I say ignore them all and focus on your kids and get them to do what YOU want them to do. That or leave the premises pronto! Kids will be kids and they get overexcited easily. Someone mention that they may have been cooped up for too long. I think Mason did the right thing, cause by their reaction and non-reaction, those parents don't usually do anything where those kids are concern. Or they are so used to it they don't see when it's become everyone's problem.
on Jun 27, 2006
I know my kids can be loud and wild but that's how boys are. I'm not going to put them on ritalin


One teacher suggested this for my son when he was about 8 or 9. She kept complaining that he fidgeted too much in class. Of course I thought she was a looney tune!! Crazy people just want you to get your kids on meds for any reason!
on Jun 27, 2006
Hey, we all deserve a little bit of slack. I agree there are some people who are just a bit too easy to irritate. Not in this situation, but I have seen people get mad over kids just laughing. What would they rather have the kids do? Walk like soldiers? Live terrified of the world around them just so they don't make the slightest noise? It's too much. I always expect my kids to make even a little bit of noise, otherwise I would be worried. But to let them do what they want and not do anything about it is what drives me nuts about some parents.

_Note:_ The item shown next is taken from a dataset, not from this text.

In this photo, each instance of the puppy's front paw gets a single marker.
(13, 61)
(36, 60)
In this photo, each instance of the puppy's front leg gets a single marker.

I agree with Charles here. I mean, kids will be kids and I let my kids be themselves. But I don't let them go crazy and they have to have respect.
on Jun 27, 2006
Reply By: ModeratemanPosted: Monday, June 26, 2006wow this got pretty hot and heavy.,. good subject and lots of good and differing answers."kids! cannot live with them" Cannot deep freeze them till they are ready for college"


Oh Elie, you crack me up!!! [sorely needed at this point too!

Let me say one more thing before Mason thinks I'm taking over his blog - but it's a great discussion!

Tonya, in the sense that Mason grabbed the child. I'm assuming he did that when the child stomped on his feet. In that sense he held on to him to bring what the child did to his attention and since the mom's did nothing, hey they were there, they did nothing and seemingly would have let things slide. He did the right thing. Now if he had pinched or smack them, that's a different story. But holding onto the child, especially if in the action of stomping on his feet and running off would have made them both fall over....

While I'm not making excuses, I can see justifyingly, why he would grab the child.